The truth is, it is far from clear at this stage whether we are in a period in which “normal” politics has simply gone into abeyance, or whether the landscape really has undergone a permanent change.
The events of the past few weeks may very well mark the end of the free market political consensus that was ushered in by Mrs Thatcher in 1979 and assimilated by New Labour after 1994. Or then it again, it may not.
Until we’ve come through this and out the other side, we won’t really know.
Similarly with Prime Minister Gordon Brown. History may show that the past few weeks have transformed him from a political dead man walking into a popular and respected leader who is set to go on and win the next election.
He certainly has a bit more a spring in his step these days, and it is becoming clearer and clearer that, like Churchill, like Thatcher, he is more at home in a crisis.
But the pro-Labour but anti-Brown commentator John Rentoul was scathing about the very idea that Mr Brown’s fortunes had undergone a turnaround.
“Don't believe a word of it.

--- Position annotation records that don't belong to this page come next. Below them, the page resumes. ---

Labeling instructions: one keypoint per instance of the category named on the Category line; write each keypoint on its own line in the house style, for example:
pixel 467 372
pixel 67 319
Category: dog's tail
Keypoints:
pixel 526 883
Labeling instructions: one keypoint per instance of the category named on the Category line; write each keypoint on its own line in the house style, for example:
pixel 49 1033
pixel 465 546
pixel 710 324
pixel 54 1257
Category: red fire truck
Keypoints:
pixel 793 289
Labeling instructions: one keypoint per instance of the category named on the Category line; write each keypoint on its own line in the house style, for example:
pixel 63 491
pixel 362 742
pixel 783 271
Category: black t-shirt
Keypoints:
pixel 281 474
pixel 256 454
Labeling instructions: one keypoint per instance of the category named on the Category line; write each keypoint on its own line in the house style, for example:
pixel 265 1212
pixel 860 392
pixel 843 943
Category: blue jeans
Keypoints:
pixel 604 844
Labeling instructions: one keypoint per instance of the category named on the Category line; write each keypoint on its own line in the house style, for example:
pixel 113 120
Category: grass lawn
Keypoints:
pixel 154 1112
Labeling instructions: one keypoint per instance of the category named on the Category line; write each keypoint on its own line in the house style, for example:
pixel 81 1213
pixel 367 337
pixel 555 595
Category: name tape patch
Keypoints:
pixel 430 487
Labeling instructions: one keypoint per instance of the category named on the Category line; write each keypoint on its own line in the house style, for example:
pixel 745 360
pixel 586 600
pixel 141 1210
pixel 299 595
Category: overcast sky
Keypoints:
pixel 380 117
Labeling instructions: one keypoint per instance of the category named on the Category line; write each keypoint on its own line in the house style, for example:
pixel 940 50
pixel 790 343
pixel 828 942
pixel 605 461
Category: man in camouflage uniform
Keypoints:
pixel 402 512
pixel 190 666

People think the Government has made a terrible mess of the economy and are furious that it is asking taxpayers to pick up the tab….this is game over,” he wrote this week.
Once again, we won’t really know who is right about this at least until the government has faced another serious electoral test.
My own hunch is that while this crisis has undoubtedly given Mr Brown the opportunity to redefine himself and his premiership, the public’s underlying attitude to him may not, in fact, have changed.
Has the prevailing sentiment “We think you’re a lousy Prime Minister and we want you to go” been replaced by “We actually think you’re quite good on the whole and we’d really rather like you stay?”
Or has it simply changed from “We want you to go,” to “We want you to stay and sort out this mess which you helped create – and then we want you to go.”
To put it another way, will this week’s part-nationalisation of the banks prove to be Gordon Brown’s Falklands Moment – the point at which he stood up to the enemy in the form of rampant, unregulated capitalism and slew the monster?
Or will it prove to be his ERM moment, the moment his party’s old reputation for economic incompetence resurfaced and all New Labour’s work was undone?
On the answers to these questions will, almost certainly, hang the ultimate fate of Mr Brown’s premiership – and the result of the next general election.
Only then, I suspect, will we see whether the political world really has changed for good.